Direct electrochemistry of cyt c and hydrogen peroxide biosensing on oleylamine- and citrate-stabilized gold nanostructures

Abstract Two types of gold nanostructures are discussed: charge(citrate)-stabilized and sterically(OA)-stabilized gold nanostructures and their assembly with heme-containing metalloproteins, cyt c and horseradish peroxidase (HRP) enzyme into a bioelectrochemically active nanoarchitecture as well as a sensor application. The assembly of the nanostructures on the thin-film gold electrodes and the immobilization and electrochemical properties of metalloproteins on these electrodes are presented. The nanostructured bioelectrochemical interfaces provide a good environment for the stable and reproducible immobilization of electroactive proteins.
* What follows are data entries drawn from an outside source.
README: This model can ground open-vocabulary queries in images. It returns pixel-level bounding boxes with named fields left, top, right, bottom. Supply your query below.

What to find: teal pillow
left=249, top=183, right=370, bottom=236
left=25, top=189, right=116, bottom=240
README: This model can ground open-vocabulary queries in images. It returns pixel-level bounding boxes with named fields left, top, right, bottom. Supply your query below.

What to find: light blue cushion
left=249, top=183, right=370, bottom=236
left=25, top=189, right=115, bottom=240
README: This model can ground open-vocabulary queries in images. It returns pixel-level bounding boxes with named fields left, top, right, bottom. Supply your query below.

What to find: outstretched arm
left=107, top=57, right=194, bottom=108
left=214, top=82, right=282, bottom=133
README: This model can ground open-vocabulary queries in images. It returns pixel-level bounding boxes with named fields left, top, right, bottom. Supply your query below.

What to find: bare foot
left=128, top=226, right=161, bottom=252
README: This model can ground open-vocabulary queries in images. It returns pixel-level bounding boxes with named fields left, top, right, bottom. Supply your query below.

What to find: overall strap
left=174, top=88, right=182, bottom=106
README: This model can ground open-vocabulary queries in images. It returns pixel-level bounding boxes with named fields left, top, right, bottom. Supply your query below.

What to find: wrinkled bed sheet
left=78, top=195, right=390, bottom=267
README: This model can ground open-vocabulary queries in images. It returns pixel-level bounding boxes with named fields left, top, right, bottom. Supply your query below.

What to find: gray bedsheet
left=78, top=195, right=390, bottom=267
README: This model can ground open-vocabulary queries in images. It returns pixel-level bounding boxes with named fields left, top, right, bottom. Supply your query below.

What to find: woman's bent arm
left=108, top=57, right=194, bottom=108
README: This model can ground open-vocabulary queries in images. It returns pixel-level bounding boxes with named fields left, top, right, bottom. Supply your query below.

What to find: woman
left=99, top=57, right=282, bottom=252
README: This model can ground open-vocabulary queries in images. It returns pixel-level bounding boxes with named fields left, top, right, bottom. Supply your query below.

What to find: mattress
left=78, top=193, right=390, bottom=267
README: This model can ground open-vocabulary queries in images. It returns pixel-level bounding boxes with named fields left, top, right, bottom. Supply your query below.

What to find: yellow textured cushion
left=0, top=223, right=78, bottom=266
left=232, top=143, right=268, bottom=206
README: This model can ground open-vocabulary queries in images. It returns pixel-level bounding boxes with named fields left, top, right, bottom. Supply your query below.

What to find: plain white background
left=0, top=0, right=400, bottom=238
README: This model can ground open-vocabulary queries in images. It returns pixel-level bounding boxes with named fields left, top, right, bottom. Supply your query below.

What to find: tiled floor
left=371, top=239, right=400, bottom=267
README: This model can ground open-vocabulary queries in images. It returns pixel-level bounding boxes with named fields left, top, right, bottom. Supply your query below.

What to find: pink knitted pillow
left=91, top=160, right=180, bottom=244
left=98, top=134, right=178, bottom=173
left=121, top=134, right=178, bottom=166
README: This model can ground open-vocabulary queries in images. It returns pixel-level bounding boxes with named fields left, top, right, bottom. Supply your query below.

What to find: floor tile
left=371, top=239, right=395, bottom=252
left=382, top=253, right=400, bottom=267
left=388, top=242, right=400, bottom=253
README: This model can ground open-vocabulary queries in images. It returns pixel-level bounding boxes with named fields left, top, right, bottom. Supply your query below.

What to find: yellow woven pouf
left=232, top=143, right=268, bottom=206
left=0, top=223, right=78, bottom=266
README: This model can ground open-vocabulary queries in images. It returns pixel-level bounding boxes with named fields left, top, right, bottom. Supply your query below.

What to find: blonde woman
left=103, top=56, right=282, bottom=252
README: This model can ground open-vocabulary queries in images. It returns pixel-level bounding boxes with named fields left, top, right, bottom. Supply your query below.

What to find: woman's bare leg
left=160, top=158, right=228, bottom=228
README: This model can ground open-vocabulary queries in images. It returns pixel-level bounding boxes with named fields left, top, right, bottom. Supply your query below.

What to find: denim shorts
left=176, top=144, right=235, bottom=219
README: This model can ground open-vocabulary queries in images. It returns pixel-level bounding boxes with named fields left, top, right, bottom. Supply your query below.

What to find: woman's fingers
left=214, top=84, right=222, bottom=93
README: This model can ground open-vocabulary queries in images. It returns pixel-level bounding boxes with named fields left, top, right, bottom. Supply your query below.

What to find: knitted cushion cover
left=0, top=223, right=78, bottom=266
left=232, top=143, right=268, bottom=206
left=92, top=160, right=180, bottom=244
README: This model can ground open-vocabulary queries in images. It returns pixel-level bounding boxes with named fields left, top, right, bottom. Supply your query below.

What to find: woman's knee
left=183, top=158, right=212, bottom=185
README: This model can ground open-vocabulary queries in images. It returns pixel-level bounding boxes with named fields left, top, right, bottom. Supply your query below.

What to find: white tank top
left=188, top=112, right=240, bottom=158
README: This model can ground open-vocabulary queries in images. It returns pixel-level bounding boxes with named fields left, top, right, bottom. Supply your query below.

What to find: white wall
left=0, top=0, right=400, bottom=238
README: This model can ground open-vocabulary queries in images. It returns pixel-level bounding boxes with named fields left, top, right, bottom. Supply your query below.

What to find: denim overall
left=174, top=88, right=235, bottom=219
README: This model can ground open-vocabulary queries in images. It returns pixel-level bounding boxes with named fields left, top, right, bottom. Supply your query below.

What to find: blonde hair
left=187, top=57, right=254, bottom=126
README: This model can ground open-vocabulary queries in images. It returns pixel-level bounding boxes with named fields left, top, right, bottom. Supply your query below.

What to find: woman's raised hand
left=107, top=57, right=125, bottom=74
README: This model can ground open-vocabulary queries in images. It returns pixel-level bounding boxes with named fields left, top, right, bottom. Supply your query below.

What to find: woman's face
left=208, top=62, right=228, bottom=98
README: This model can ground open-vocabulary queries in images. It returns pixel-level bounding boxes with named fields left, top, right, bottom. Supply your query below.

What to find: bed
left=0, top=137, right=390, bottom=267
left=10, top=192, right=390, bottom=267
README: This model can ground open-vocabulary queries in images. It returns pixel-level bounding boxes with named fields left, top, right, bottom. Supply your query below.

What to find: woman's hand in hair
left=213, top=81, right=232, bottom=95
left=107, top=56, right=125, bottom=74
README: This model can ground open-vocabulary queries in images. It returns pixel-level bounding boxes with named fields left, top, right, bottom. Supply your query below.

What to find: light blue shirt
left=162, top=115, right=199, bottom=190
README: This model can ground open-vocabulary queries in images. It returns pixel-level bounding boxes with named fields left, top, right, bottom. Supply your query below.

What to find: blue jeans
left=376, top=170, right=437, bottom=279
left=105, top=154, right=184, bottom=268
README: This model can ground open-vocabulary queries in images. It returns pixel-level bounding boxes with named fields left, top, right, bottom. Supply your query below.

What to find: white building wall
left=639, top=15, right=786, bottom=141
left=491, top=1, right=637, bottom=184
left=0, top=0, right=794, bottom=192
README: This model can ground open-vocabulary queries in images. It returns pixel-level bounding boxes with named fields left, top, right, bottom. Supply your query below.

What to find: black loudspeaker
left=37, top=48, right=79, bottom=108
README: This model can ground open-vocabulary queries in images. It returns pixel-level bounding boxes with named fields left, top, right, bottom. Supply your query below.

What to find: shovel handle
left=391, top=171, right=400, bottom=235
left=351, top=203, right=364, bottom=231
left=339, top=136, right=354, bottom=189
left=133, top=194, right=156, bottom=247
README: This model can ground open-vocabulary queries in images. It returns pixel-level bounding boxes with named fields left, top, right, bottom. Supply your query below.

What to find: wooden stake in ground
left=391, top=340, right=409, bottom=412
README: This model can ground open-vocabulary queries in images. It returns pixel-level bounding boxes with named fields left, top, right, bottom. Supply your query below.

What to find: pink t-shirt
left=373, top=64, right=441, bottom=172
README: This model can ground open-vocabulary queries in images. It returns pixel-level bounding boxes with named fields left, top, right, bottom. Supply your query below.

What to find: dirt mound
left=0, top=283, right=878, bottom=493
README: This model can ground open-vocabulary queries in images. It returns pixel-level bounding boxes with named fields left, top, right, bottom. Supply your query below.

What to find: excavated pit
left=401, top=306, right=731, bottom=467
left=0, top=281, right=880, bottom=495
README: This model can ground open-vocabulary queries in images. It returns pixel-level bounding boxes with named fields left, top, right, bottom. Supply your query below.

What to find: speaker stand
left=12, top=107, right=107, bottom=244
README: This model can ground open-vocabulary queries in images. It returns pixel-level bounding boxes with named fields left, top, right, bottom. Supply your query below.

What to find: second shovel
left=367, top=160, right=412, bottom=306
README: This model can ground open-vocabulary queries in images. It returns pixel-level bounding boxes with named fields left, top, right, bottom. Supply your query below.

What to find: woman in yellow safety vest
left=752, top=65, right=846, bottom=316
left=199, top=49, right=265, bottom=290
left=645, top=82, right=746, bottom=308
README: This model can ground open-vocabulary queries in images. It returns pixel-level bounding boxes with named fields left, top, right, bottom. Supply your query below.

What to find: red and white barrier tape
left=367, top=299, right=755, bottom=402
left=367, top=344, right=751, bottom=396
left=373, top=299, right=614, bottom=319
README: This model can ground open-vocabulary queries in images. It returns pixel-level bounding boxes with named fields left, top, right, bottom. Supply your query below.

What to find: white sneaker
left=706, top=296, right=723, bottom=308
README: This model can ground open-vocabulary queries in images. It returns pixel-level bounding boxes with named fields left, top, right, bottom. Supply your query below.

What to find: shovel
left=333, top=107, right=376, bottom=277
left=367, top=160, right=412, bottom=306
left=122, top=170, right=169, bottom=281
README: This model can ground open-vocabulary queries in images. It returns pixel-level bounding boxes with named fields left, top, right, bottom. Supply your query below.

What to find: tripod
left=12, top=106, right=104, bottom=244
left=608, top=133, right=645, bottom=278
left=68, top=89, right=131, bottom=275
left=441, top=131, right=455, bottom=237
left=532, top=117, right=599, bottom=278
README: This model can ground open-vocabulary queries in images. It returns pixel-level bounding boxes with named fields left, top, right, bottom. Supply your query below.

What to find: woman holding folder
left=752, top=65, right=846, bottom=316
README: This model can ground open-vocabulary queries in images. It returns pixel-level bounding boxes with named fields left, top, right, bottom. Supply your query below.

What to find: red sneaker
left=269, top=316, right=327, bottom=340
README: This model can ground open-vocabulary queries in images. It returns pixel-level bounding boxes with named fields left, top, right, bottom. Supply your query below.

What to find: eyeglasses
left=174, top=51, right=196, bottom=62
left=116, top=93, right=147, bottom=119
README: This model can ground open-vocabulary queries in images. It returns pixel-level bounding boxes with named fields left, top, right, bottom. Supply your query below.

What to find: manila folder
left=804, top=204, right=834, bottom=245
We show that both molecules preserve their functionalities (electrochemical and biocatalytic activities). The amount of electroactive proteins immobilized on the nanostructured electrode surfaces is significantly increased compared to the flat electrode surfaces. The kinetic parameters of the heterogeneous direct electron transfer reaction of cyt c on the nanostructured electrodes are compared. The thin-film gold electrodes modified with OANWs, OANPs, and citrate-stabilized NPs and covalently immobilized HRP exhibit an excellent catalytic activity toward the oxidation of hydrogen peroxide with a working concentration range from 20 μM to 500 μM, a sensitivity of 0.031 A M −1  cm −2 (RSD 0.005), 0.027 A M −1  cm −2 (RSD 0.004), and 0.022 A M −1  cm −2 (RSD 0.0035), and a detection limit of 5 μM, 8 μM, and 14 μM, respectively (RSDs near the detection limits were 9–12%). The HRP sensor characteristics are improved significantly compared to the flat thin-film sensors by using gold nanostructures. Our study shows that ultrathin gold nanowires and nanoparticles with two different types of stabilizing agents are promising materials for assembling biomolecules into functional nanoarchitectures for metalloprotein-based bioelectrochemical sensors.